Она присела на покатую каменную плиту радом с ним и выпустила клуб табачного дыма, спросив:
— Там что-то замышляют?
— Морган и Флетчер?
— И мой дядя тоже. Они спорили. Я услышала это уходя. Что-то связанное с этим человеком по имени Поуп. О том самом, который ждал тебя, когда ты бежал из тюрьмы. Теперь он в Эмблсайде. — Роган кивнул, она нахмурилась. — Похоже, тебя это не удивляет?
— Нисколько. — Он рассказал ей о Джеке Поупе и Соамсе, о том, что видел их вместе, когда возвратился в коттедж среди болот. — О чем еще они говорили?
— Морган собирается позвонить ему из телефонной будки у главной дороги. Думаю, он ждет, что ты скажешь о предстоящем деле.
— Это можно было предвидеть.
— Еще одно. Он говорил о долях в пятьдесят тысяч фунтов. А я думала, что речь шла об оплате в пять тысяч наличными.
— Похоже на то, что Морган собирается делить пирог иначе.
— Тебя это вроде бы все равно не беспокоит.
— Видишь ли, как-нибудь обойдется. — Он тепло улыбнулся. — Но в любом случае приятно сознавать, что кто-то с тобой заодно.
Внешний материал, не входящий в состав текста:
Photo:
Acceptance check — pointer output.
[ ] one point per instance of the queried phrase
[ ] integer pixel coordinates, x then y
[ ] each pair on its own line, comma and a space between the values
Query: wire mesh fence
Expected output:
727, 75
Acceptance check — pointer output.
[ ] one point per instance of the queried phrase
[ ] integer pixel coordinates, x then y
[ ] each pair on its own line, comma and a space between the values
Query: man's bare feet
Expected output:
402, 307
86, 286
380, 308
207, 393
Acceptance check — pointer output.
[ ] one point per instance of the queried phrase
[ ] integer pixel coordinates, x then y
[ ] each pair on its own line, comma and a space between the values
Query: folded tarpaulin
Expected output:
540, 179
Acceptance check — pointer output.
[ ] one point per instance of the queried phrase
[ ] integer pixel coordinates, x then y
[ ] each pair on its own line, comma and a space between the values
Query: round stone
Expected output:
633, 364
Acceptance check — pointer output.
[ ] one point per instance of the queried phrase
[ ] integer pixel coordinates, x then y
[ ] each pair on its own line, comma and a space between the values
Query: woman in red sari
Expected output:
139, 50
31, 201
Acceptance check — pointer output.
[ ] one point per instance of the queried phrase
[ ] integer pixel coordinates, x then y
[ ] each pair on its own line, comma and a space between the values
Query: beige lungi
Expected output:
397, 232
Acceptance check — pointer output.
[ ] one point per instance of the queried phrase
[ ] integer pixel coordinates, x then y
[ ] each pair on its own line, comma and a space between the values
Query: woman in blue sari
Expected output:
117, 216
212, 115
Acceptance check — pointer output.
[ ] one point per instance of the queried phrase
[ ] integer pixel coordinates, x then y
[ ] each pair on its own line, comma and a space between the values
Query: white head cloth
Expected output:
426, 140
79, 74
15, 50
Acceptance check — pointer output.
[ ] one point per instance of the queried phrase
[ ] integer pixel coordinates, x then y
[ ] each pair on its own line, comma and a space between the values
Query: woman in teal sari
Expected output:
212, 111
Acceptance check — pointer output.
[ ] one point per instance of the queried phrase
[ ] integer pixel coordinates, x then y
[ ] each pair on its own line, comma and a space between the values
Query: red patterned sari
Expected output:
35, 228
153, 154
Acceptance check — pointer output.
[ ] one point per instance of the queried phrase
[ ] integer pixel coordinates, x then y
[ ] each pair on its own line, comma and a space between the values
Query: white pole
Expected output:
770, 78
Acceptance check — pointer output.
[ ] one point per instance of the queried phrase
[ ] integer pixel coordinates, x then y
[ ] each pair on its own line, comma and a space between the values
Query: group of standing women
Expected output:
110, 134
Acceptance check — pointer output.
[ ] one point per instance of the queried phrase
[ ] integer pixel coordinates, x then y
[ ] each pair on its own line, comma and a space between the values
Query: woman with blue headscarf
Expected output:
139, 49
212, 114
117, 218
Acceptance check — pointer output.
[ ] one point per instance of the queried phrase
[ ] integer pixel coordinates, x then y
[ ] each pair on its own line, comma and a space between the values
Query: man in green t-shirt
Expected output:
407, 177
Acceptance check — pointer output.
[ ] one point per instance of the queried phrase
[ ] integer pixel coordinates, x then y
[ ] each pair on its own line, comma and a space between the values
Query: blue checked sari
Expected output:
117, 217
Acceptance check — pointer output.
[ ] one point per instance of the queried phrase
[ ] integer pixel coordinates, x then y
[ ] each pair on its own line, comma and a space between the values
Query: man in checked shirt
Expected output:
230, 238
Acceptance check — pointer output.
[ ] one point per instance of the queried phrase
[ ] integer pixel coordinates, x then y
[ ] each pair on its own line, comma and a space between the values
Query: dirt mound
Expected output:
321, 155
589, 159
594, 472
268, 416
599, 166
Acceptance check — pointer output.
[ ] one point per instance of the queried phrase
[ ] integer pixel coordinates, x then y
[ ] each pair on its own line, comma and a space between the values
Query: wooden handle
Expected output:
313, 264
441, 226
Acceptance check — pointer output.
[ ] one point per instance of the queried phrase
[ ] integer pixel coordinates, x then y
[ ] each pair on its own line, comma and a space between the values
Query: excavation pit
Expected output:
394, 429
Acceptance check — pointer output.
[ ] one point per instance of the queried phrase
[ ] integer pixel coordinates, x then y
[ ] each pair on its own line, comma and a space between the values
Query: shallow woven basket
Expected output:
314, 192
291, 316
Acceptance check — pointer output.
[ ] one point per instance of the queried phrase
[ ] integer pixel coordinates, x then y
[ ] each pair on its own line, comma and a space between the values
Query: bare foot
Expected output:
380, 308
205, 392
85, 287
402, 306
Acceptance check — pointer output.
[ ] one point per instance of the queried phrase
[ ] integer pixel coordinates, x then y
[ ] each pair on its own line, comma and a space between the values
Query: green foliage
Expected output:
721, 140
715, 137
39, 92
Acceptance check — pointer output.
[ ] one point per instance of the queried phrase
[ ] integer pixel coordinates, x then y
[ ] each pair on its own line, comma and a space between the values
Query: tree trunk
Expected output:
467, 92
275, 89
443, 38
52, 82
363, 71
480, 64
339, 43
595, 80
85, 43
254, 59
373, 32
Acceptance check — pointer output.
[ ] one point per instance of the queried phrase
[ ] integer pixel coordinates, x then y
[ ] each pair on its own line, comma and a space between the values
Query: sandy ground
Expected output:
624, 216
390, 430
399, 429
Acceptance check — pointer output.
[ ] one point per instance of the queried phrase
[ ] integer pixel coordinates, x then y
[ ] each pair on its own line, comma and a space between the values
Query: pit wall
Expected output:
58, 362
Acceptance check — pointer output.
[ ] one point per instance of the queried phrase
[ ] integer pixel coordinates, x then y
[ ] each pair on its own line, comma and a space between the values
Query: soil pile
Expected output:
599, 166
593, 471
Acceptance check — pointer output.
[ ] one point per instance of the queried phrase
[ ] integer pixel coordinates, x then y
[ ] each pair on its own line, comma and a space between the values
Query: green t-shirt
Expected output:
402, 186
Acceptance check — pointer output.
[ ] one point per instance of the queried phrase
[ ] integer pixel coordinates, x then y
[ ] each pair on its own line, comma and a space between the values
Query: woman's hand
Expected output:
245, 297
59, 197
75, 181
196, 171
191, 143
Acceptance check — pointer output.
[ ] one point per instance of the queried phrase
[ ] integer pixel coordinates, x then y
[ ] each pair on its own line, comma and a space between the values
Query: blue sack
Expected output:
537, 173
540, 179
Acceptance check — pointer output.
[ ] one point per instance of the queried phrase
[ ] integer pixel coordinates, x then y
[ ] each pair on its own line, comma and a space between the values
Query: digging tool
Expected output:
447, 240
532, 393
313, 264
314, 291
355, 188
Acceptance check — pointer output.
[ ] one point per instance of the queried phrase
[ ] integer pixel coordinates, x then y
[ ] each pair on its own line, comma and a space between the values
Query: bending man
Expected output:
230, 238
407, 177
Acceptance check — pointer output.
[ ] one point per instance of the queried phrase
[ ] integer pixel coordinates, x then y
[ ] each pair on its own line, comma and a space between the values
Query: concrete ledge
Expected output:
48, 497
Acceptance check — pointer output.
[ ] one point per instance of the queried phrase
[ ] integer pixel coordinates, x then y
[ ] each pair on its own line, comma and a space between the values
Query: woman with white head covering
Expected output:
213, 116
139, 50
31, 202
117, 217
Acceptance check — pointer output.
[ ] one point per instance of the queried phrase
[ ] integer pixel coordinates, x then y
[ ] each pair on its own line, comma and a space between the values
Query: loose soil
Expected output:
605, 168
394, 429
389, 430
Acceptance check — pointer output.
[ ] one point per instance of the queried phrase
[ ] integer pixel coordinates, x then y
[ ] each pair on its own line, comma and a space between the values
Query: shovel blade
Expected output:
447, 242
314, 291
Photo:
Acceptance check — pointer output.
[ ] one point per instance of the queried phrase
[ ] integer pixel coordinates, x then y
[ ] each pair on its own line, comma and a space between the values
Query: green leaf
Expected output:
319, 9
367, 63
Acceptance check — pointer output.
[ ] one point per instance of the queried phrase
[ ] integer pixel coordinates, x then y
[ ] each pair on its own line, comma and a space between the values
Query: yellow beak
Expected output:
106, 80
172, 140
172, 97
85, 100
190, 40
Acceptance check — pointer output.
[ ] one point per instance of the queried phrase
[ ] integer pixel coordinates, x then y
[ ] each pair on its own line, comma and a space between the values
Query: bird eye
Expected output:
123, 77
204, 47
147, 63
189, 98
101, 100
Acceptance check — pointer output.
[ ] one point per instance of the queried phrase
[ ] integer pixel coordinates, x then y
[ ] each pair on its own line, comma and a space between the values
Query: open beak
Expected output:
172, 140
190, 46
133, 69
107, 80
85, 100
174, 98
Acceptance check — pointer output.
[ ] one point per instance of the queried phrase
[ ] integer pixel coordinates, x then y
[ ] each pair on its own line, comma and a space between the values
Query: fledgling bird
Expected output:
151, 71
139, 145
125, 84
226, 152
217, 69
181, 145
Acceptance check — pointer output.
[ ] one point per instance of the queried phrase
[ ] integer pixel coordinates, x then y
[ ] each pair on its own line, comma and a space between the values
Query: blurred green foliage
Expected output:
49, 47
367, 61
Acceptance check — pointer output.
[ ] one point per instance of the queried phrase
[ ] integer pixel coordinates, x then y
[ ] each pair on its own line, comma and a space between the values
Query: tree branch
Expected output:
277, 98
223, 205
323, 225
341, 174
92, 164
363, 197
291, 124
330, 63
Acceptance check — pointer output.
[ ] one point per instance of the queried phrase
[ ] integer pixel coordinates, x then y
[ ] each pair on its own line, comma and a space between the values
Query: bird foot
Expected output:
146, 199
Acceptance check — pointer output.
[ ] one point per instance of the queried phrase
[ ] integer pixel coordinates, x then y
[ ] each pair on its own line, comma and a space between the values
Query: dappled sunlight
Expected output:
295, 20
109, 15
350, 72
Она заметно зарделась, а он посмотрел на долину под темнеющим небосводом, где уже вспыхнула одинокая звезда. Несколько минут они хранили молчание, а потом она тихо спросила его.
— О чем ты думаешь?
— О Керри, — ответил он. — Там у меня ферма, вернее сказать, у моего отца.
— И ты хотел бы вернуться туда?
— Хорошее место. Море и горы, зеленая трава, теплые дожди, цветы за пыльными живыми изгородями, ярко выделяющиеся по вечерам. Их называют Слезы Господа. — Он негромко рассмеялся. — И самые красивые на свете девушки. Я почти позабыл об этом.
Он повернулся и увидел, что она смотрит на него, и на ее лице — выражение чуть ли не боли. Он инстинктивно потянулся и взял ее за руку.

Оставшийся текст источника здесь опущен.